Border state Republicans and East Coast Democratic mayors are sparring over the fate of thousands of migrants.

AP/Felix Marquez, file
Migrants walk along the U.S.-Mexico border at Algodones, Baja California, Mexico. AP/Felix Marquez, file

As the nation focused on South Florida and the FBI’s search of President Trump’s Mar-a-Lago home late Monday, the Department of Homeland Security announced that it was formally ending the previous administration’s “remain in Mexico” policy for asylum-seekers at the southern border.

The shift in policy means that many migrants seeking asylum will no longer be required to wait in Mexico for their cases to be heard and will instead be released in the United States. The decision — affecting what is formally known as the Migrant Protection Protocols, but popularly known as “remain in Mexico” —  came after a federal judge lifted an injunction earlier Monday that prevented the administration from moving to end the policy.

“As Secretary Mayorkas has said, MPP has endemic flaws, imposes unjustifiable human costs, and pulls resources and personnel away from other priority efforts to secure our border,” the homeland security department said.

The decision is sure to ignite passions on both sides over the crisis at the U.S.-Mexico border, where record numbers of illegal migrants have been crossing this summer. Most of them have been immediately released by immigration authorities, which has prompted border-state Republican governors to begin busing some of them to cities on the East Coast. The mayors of those cities say they are unable to cope with the influx.  

President Trump initiated the remain in Mexico program in late 2018 and sent as many as 70,000 asylum-seekers back to Mexico to await resolution of their cases. President Biden ended the program immediately upon taking office, but was forced to backpedal after being sued by Republican officials in border states, who said the influx of unauthorized foreigners is overwhelming their states.
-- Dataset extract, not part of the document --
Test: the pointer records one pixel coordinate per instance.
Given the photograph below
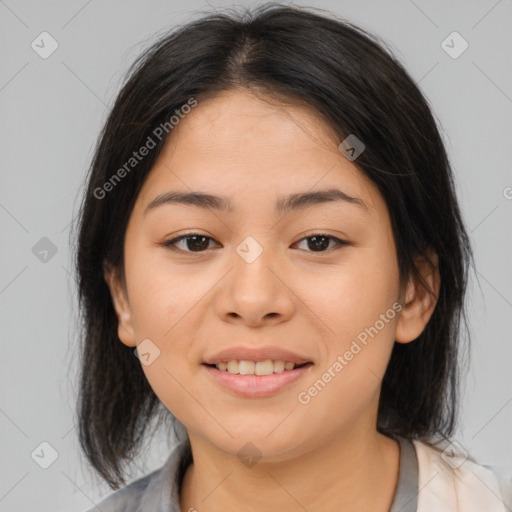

The lawsuit eventually reached the U.S. Supreme Court, which ruled in late June that the homeland security chief, Alejandro Mayorkas, had the authority to end the program despite the Republican objections. The secretary was unable to do so, however, until the judge formally lifted his injunction.

Mr. Biden’s homeland security department has used the protocols much more sparingly than Mr. Trump’s did, enrolling a total of only 9,653 applicants between December 2021 and the end of June. During the same period, nearly 5,800 non-citizens were sent back across the border to wait out their cases.

Monday’s decision means that the asylum-seekers will be able to live in the United States until their cases are resolved, a process that can drag out for years because of the overburdened immigration court system.

The sparring between border state governors and East Coast mayors over the fate of thousands of migrants continued unabated on Tuesday. After slamming Governor Abbott’s practice of chartering buses to send the migrants to New York City as “horrific” and decrying the “use of innocent people as political pawns to manufacture a crisis” on Monday, Mayor Adams of New York City quipped Tuesday that he was calling his friends in Texas to get them to vote against Mr. Abbott in November’s elections.

“I am deeply contemplating taking a busload of New Yorkers to go to Texas and do some good old-fashioned door knocking,” Mr. Adams said. “For the good of America, we have to get him out of office.”

So far, Mr. Abbot has put several thousand migrants on northbound buses to Washington, D.C., and New York, both of which have demanded federal aid to help with the influx. The border patrol says some 200,000 migrants have been apprehended at the border during each of the last four months, the vast majority of whom are processed and then released into local communities in South Texas and elsewhere along the border.